Awas! (Danger!; stylised in all caps) is a 1995 Malaysian film directed by Abdul Aziz Razak. The film is an acting debut of Malaysian boy band, KRU, which also contributed its soundtrack album.

==Plot==
The film revolves about the three boys who find themselves pursued by the gangsters after they find a diskette which contains a valuable information.

==Production==
The film was directed by Abdul Aziz Razak, who also served as the screenwriter and editor, and produced by Medanmas. Principal photography began in November 1994 in Penang, with a budget costed RM800,000. Malaysian boy band, KRU were cast in leading roles, while Linda Rafar and Leina Hangat was cast as the leading woman.

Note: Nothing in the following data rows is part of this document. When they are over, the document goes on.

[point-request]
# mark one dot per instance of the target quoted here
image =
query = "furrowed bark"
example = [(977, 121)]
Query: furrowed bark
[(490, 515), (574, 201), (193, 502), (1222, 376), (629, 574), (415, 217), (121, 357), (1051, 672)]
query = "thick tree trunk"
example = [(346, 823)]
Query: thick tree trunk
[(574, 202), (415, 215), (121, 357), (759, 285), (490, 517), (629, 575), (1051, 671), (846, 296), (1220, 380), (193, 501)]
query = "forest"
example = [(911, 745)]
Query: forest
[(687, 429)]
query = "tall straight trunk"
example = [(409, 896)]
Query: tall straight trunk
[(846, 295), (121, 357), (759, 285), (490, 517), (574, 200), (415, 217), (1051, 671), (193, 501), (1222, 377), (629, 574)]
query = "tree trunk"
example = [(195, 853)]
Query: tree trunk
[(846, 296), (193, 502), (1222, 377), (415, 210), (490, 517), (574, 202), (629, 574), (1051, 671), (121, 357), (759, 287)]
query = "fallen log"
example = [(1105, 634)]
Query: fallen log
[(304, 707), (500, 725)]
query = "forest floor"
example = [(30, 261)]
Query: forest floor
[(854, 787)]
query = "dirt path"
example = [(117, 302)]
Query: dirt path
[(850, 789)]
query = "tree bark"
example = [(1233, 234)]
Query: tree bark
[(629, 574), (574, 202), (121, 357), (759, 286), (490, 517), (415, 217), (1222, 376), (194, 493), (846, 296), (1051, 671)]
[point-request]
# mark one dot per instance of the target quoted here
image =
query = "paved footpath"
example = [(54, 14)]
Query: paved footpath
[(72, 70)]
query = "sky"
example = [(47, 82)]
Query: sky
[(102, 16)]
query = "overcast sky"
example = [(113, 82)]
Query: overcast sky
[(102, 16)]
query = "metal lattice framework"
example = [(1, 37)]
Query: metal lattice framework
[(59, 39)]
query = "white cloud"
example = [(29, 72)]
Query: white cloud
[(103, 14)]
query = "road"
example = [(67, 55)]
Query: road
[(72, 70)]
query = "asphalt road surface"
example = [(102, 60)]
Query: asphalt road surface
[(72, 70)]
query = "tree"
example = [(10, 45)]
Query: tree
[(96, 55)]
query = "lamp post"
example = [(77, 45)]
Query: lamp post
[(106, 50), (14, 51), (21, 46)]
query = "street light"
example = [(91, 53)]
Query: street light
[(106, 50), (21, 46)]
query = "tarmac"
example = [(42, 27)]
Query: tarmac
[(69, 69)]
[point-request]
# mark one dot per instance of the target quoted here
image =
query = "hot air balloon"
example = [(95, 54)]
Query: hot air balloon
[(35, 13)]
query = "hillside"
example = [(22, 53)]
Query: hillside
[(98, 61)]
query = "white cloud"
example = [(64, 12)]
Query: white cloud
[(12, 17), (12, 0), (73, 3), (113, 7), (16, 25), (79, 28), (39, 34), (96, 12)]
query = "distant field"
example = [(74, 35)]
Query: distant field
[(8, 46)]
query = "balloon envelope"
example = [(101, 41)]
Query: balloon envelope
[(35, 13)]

Indonesian artists Nike Ardilla, Puput Novel and Nafa Natasha are initially agreed to cast in Awas!, but they decided to withdraw from the film, citing creative differences.

==Soundtrack==

A soundtrack album, entitled Awas! da' Soundtrack was recorded and performed by KRU and was released on 15 June 1995. The soundtrack contains 11 new songs and two remixed versions of "Awas!" and "Di Dalam Dilema".

==Release and reception==
The film was released on 7 September 1995 and fairly successful.

Hartati Hassan Basri of Harian Metro wrote that the film has "too many sub-plot and erases loving mood" between Norman and Emilia.